Von Deutschland und der Schweiz über Istanbul nach Dubai
Seit rund sechs Jahren arbeitet Laura an der Schnittstelle von Technologie, Marketing und Digitalisierung. Vor fast vier Jahren wagte sie den Schritt in die Selbstständigkeit. Was zunächst mit Projekten in Deutschland und der Schweiz begann, hat sich inzwischen zu einem international tätigen Unternehmen entwickelt.
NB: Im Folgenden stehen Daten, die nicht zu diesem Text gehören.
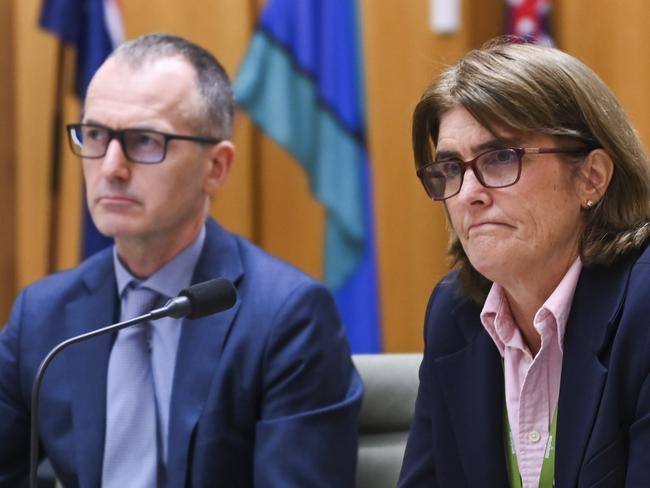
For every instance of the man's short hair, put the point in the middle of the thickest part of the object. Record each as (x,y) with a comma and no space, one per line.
(212,80)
Heute betreut sie Kundinnen und Kunden aus verschiedenen Ländern und hat ihr Unternehmen zusätzlich in Dubai aufgebaut.
Besonders fasziniert sie, wie rasant sich die Branche verändert: Die Systeme und Technologien, mit denen sie vor vier Jahren arbeitete, unterscheiden sich grundlegend von den Möglichkeiten, die heute – insbesondere durch künstliche Intelligenz – zur Verfügung stehen. Genau diese Dynamik macht die Technologiebranche für sie so spannend: Man lernt nie aus.
Ihr Rat an andere Frauen
Wer überlegt, in die Technologiebranche oder in die Selbständigkeit einzusteigen, bekommt von Laura einen klaren Rat: Einfach machen.
Sie weiss, dass der Einstieg einschüchternd wirken kann – besonders dann, wenn man häufig die einzige Frau im Raum ist oder kaum weibliche Vorbilder sieht. Doch genau deshalb braucht die Branche mehr Frauen, die diesen Schritt wagen. Niemand startet als Expertin. Jede Karriere beginnt mit dem ersten Schritt – und selbst wenn sich ein Weg später als nicht passend erweist, gewinnt man wertvolle Erfahrungen. Das Schlimmste, was passieren kann: Man kehrt in den bisherigen Beruf zurück. Dort war man ohnehin schon.
Ihr Wunsch: dass mehr Frauen den Mut finden, ihre Komfortzone zu verlassen. Denn Technologie lebt von unterschiedlichen Perspektiven – und genau diese Vielfalt braucht es, um die Innovationen von morgen zu gestalten.
Laura Gedrat
Laura Gedrat ist Gründerin einer Agentur für Kommunikation und IT-Dienstleistungen, die Unternehmen an der Schnittstelle von Marketing, Technologie und Digitalisierung begleitet.
Ihr Kundenportfolio erstreckt sich über den gesamten DACH-Raum sowie die Golfregion und vereint spannende Marken und Organisationen aus unterschiedlichsten Branchen.
Mit ihrem Team bei Grow Group unterstützt sie Unternehmen dabei, moderne Technologien – von CRM-Systemen über Automatisierungen bis hin zu künstlicher Intelligenz – strategisch und wirkungsvoll einzusetzen.
Neben ihrer Arbeit setzt sie sich für Social-Media Prävention für Kinder und Jugendliche ehrenamtlich ein.